His start propelled Maryland to a 22-2 lead early on, far and away the best start to a game all season long for the team. His aggressiveness, ability to shoot from long-range and put his teammates in opportune positions to score, says his teammates, is what distinguishes Stoglin from the rest.

“It’s not easy as a freshman, especially to be starting a game 14 games into the season,” center Jordan Williams said. “He stepped up to the challenge tonight.”

But Stoglin’s chance to flourish in his first career start did not last for long. Maryland’s pervasive defense stole the show. And everybody played their parts – whether it was Sean Mosley stuffing the Raiders center Nick Pascale at the rim, or Jordan Williams with a tenacious block on a Chad Johnson jumper, or simply aggressive rebounding and scrambling for loose balls.

Colgate shot a dismal 20.6 percent in the opening half with just seven made-shots. Two points stood adjacent to their name on the scoreboard for nearly 10 minutes before sharp-shooting Yaw Gyawau broke the trend. The Raiders’ 17 first half points was the second worst performance on the season when the team shot 3-28 from the field against Syracuse. In that game, they scored just 43 points, three more than they did on this night when they scored a season low 40 points.
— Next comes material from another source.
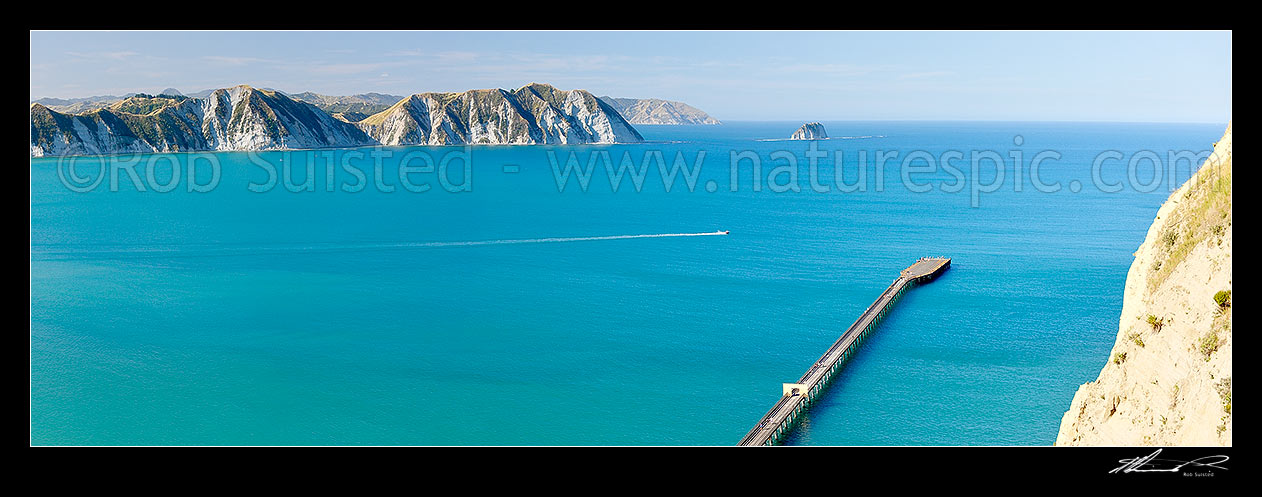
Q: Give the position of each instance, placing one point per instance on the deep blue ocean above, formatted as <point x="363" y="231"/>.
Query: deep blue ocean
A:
<point x="467" y="314"/>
“We came out of t he gates playing really hard on the defensive end. It’s something that we need to carry on in the ACC season,” forward Dino Gregory said. “For the last three weeks we’ve been trying to emphasize ourselves on the defensive end. We’re a pretty good offensive team right now, but our defense was kind of lacking.”

Gregory added that the superb defense helped to translate into offense, evident by the 18 points scored off of Colgate’s turnovers. He noted that this was exactly the kind of effort the team needed in order to elevate their confidence heading into conference play.

The Terps travel to Durham, N.C. this weekend to face off with the nation’s No. 1-ranked team, the Duke Blue Devils. Last season, these two teams shared the ACC regular season championship.